Na sequência dessas lutas, os trabalhadores da Usina Termelétrica de Pecém, no Ceará, entraram em greve exigindo melhores condições de trabalho. Mais de dois mil trabalhadores dessas obras, oriundos do interior, foram transferidos para as obras no litoral e também exigem o direito de visitar periodicamente os familiares. Apesar de o Tribunal Regional do Trabalho da 7ª Região ter declarado a greve ilegal, os trabalhadores mantiveram os piquetes e as mobilizações.
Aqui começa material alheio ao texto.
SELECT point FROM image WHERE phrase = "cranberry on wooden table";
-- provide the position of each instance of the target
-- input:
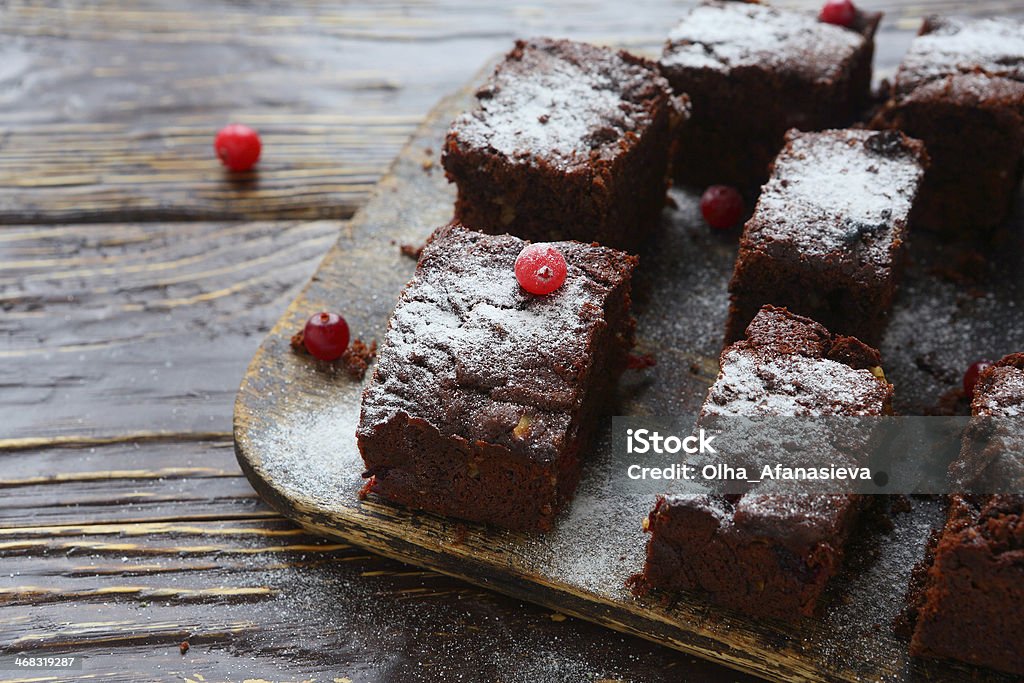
(840, 12)
(238, 146)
No dia 24 de março, os trabalhadores da usina de São Domingos, localizada entre os municípios de Ribas do Rio Pardo e Água Clara, a 250 km de Campo Grande, Mato Grosso do Sul, revoltados com as péssimas condições de trabalho deflagraram um combativo protesto após um operário ser agredido por um segurança das obras. O consórcio responsável pelas obras de São Domingos é formado pelas empresas Engevix e Galvão. Há semanas os trabalhadores denunciavam o não pagamento das horas-extras e as péssimas condições dos alojamentos. Durante a revolta dos cerca de mil trabalhadores, parte dos alojamentos e instalações da usina foram incendiados. Oitenta operários foram presos durante os protestos e cinco contiuavam detidos até o fechamento dessa edição de AND.
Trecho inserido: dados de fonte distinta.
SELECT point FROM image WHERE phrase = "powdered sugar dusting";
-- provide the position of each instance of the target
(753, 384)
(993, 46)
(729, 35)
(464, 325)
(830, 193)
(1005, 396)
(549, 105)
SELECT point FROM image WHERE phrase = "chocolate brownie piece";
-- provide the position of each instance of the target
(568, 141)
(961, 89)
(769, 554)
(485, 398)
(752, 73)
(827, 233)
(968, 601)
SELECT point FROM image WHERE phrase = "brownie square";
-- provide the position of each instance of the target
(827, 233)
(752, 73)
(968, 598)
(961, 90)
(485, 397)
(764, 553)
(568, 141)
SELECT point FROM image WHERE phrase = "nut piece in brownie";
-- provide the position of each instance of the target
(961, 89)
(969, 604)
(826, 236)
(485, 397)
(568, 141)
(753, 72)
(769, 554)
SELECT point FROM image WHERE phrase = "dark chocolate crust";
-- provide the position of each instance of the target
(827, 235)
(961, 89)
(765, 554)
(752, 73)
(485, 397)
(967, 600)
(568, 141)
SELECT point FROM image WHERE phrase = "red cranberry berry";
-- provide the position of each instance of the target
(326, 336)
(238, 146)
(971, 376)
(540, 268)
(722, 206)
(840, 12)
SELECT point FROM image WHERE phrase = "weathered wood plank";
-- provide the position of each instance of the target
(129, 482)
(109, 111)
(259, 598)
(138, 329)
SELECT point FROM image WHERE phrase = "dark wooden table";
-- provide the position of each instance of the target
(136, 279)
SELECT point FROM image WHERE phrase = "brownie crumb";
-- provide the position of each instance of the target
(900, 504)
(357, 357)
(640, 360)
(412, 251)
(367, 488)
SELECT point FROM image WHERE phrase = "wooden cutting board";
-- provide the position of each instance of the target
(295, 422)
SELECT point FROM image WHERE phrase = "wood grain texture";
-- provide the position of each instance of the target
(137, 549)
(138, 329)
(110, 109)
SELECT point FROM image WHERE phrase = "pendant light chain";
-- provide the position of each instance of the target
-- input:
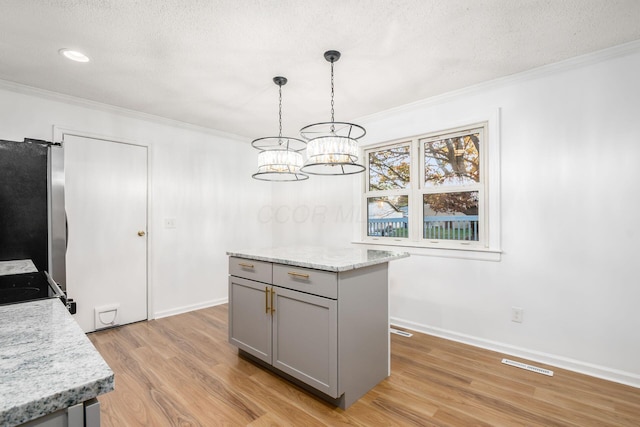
(332, 93)
(280, 111)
Todas essas grandes obras fazem parte do decantado Programa de Aceleração do Crescimento — PAC, utilizado como grande trunfo na campanha petista para a eleição de Roussef. As construções são tocadas por grandes empreiteiras como a Camargo Corrêa, Odebrecht, Andrade Gutierrez, OAS, entre outras. Esses grupos e empreiteiras foram os principais financiadores da campanha eleitoral de Roussef e Serra e todas receberam vultosos recursos federais nos últimos anos para a execução de obras. Todos também contaram com recursos bilionários do Banco Nacional de Desenvolvimento Econômico e Social — BNDES. Juntas, as obras de Jirau e Santo Antônio receberam mais de R$ 13 bilhões do banco e, ainda assim, descumprem a legislação trabalhista e mantém as condições subumanas de trabalho denunciadas pelos trabalhadores em seus canteiros de obras.
Segundo a Agência Estado, até o dia 23 de março, "cerca de 80 mil trabalhadores da construção civil estavam em greve nas obras de construção das usinas hidrelétricas de Jirau e Santo Antonio e nos complexos portuários de Suape (PE) e Pecém (CE)".
Estado de sítio

No dia 18 de março, o Ministério da Justiça publicou uma portaria no Diário Oficial da União autorizando o emprego da Força Nacional de Segurança Pública "em caráter episódico e planejado" para reprimir a luta dos operários de Jirau. As forças de repressão foram enviadas para Rondônia para ficarem durante 30 dias, "prorrogáveis se necessário".
No dia 22 de março, estudantes da Universidade Federal de Rondônia — UNIR, foram até as obras da usina de Santo Antônio prestar solidariedade aos operários em greve. Eles distribuíam um panfleto de apoio à luta quando foram abordados por "capangas vinculados ao consórcio construtor Santo Antônio" que tentaram expulsá-los do local. [fonte: nota do Centro Acadêmico de Ciências Sociais da Unir publicada em  rondoniaaovivo.com em 22 de março de 2010

De acordo com a denúncia veiculada pelo Centro Acadêmico de Ciências Sociais da UNIR, os capangas teriam agredido verbalmente os estudantes, feito provocações e os agredido fisicamente, provocando escoriações e um hematoma na cabeça de um deles.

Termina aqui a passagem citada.